The Q-POC machine, costing 500 UK pounds, can micro-analyse tumours and the genetic signatures of the disease before advising on the best type of drugs to use.
Using his garage in Uckfield, East Sussex, as a makeshift laboratory, 37-year-old Jonathan O'Halloran hit on the ground-breaking idea of releasing DNA within a barely visible sample and making multiple copies to allow an accurate diagnosis, whether cancer mutations exist and which oncology drugs will work best.
The device is undergoing rigorous clinical trials and will be used across the National Health Service (NHS) as early as next year, the 'Daily Express' reported.
The first prototypes are in advanced trials and experts say they have the potential to prolong the lives of newly-diagnosed cancer sufferers and save the lives of millions with infectious diseases.
'We are using the device to extract, amplify and analyse DNA from tumours or other samples to make sure the patient gets a personalised service as soon as possible,' said O'Halloran.
'We see this working alongside histopathologists and clinical oncologists to provide the missing link – a personalised service for cancer sufferers.
'It will also provide rapid diagnosis for TB, malaria, HIV and STIs [sexually transmitted infections], giving doctors key information on which drugs will treat the disease.
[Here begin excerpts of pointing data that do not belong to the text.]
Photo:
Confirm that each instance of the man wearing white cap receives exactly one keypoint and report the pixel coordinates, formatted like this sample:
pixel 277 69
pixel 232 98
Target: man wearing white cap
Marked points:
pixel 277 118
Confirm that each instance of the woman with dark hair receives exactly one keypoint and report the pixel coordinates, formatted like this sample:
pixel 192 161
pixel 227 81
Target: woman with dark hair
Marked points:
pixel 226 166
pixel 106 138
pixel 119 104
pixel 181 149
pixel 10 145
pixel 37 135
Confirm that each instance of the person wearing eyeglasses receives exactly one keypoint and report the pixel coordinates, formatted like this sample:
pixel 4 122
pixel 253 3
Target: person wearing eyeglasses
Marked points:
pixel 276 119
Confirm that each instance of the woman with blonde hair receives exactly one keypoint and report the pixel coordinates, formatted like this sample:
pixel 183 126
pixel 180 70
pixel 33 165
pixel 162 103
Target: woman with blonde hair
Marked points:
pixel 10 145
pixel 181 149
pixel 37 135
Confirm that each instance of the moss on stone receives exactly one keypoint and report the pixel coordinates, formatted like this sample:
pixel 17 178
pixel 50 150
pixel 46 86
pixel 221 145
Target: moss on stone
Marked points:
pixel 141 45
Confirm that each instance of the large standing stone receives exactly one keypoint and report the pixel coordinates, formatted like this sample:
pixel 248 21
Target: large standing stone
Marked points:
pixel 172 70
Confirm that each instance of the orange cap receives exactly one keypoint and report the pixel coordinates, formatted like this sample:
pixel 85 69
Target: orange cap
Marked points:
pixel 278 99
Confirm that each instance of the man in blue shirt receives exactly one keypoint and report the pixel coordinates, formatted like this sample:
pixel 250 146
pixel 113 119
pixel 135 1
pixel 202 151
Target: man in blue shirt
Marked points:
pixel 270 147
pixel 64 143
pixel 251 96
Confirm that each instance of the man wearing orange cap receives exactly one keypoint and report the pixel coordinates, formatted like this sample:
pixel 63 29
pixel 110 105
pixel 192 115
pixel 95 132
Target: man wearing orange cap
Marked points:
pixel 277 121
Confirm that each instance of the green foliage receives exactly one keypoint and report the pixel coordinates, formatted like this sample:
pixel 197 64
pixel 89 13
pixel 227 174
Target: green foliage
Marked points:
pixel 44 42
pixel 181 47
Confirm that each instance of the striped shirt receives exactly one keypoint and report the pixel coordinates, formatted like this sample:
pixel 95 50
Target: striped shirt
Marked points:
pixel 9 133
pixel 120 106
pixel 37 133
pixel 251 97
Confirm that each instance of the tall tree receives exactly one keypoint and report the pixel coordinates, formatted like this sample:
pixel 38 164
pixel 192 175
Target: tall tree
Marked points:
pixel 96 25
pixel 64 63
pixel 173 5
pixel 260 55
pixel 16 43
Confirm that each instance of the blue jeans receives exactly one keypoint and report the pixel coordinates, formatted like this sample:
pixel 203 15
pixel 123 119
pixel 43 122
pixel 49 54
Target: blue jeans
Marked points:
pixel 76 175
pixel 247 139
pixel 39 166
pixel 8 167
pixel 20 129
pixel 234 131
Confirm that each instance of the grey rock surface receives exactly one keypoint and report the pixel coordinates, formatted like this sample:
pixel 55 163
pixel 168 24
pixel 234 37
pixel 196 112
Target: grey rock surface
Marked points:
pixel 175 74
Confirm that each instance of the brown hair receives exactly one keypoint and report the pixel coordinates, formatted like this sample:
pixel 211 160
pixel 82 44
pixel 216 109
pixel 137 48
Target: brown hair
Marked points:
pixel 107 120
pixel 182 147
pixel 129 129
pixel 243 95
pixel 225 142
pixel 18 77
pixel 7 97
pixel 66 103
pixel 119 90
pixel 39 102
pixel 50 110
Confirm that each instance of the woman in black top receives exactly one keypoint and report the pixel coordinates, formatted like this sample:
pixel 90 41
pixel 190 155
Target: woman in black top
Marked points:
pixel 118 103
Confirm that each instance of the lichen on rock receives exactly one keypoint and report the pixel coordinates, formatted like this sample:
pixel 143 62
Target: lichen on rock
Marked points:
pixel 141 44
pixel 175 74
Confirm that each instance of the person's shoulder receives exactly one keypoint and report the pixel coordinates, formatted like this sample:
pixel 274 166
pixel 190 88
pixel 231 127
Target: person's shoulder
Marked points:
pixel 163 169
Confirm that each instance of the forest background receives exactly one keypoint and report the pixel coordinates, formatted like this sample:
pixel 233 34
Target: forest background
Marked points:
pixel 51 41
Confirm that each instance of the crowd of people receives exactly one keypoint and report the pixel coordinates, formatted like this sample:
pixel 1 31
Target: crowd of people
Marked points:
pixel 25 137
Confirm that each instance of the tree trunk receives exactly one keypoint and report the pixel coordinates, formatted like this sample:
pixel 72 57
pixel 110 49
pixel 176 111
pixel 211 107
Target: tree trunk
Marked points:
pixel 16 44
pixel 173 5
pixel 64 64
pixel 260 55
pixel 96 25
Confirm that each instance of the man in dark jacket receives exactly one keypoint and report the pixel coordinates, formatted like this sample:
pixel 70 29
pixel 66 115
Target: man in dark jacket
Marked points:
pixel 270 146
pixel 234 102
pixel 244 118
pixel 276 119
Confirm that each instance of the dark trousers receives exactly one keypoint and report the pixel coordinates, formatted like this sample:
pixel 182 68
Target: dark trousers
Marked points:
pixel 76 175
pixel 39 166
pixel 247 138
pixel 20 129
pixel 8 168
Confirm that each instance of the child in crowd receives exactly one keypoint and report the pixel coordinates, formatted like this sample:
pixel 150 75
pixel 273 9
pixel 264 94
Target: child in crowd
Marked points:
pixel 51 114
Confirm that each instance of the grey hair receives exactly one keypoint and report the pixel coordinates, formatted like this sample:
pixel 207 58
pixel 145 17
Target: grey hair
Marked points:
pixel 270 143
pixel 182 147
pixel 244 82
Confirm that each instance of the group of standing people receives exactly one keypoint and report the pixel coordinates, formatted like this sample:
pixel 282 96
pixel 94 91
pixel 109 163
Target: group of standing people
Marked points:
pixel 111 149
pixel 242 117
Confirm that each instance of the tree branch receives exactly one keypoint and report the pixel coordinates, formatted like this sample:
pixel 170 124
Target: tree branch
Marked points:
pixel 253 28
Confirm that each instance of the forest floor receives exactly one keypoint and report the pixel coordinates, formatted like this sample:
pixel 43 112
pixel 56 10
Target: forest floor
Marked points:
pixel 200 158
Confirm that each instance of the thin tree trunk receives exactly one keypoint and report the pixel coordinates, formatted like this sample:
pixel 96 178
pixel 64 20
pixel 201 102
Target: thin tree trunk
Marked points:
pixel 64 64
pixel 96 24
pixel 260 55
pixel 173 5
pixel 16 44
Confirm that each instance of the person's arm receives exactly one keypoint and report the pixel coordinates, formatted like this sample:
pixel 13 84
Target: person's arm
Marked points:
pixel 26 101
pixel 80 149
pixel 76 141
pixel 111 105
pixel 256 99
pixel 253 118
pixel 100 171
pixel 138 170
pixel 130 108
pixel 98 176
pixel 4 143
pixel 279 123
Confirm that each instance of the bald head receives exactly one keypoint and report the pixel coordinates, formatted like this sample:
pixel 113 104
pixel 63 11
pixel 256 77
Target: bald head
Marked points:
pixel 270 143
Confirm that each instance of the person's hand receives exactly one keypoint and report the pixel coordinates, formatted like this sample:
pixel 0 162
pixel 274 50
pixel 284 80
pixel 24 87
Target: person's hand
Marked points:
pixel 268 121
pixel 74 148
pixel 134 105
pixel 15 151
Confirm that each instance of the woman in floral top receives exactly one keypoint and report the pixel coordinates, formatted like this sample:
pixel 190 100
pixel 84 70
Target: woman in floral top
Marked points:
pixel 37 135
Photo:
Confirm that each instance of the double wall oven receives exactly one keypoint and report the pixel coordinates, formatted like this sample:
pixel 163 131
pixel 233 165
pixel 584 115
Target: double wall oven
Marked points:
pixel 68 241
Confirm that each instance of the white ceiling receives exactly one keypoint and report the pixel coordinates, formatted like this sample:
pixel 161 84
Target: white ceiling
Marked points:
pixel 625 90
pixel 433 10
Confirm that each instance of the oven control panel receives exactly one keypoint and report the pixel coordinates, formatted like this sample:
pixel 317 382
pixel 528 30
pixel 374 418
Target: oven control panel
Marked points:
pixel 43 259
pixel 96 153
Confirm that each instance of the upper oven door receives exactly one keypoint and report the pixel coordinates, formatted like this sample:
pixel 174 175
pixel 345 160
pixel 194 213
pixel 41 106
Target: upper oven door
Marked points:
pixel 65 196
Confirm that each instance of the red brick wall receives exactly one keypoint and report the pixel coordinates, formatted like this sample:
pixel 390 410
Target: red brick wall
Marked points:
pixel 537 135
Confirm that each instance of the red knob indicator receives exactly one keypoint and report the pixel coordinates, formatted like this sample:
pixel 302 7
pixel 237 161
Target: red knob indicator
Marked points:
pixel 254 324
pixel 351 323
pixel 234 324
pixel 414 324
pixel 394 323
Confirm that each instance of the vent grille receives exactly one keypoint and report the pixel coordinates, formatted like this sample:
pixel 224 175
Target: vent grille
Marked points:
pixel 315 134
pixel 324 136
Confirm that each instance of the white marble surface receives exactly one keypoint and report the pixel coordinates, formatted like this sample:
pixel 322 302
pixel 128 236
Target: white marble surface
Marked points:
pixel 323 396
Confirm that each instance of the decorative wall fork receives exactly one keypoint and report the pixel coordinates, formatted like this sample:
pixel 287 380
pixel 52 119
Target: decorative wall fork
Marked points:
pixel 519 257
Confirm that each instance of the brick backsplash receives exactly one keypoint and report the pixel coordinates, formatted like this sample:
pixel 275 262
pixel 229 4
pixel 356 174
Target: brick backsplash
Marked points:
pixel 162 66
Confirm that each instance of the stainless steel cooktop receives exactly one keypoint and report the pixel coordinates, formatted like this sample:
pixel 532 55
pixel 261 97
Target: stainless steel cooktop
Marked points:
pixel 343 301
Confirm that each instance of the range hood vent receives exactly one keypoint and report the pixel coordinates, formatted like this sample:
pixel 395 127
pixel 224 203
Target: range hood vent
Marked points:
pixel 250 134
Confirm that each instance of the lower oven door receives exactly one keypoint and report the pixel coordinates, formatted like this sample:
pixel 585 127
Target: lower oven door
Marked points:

The idea now is to make these devices available to doctors and health professionals,' he said.
The invention is being developed by British company QuantuMDx Group in partnership with Newcastle University." (Source)
[Pendant ce temps, la loi française interdit à l'usager de la santé de faire séquençer son génome. Cela va être rappelé aux journées de l'Agence de la biomédecine demain et après-demain à Paris. Putain, la honte...]
[L’Agence de la biomédecine a le plaisir de vous inviter aux 3ème Journées de l’Agence de la biomédecine jeudi 30 et vendredi 31 mai 2013, Université Paris Descartes, Paris (source)]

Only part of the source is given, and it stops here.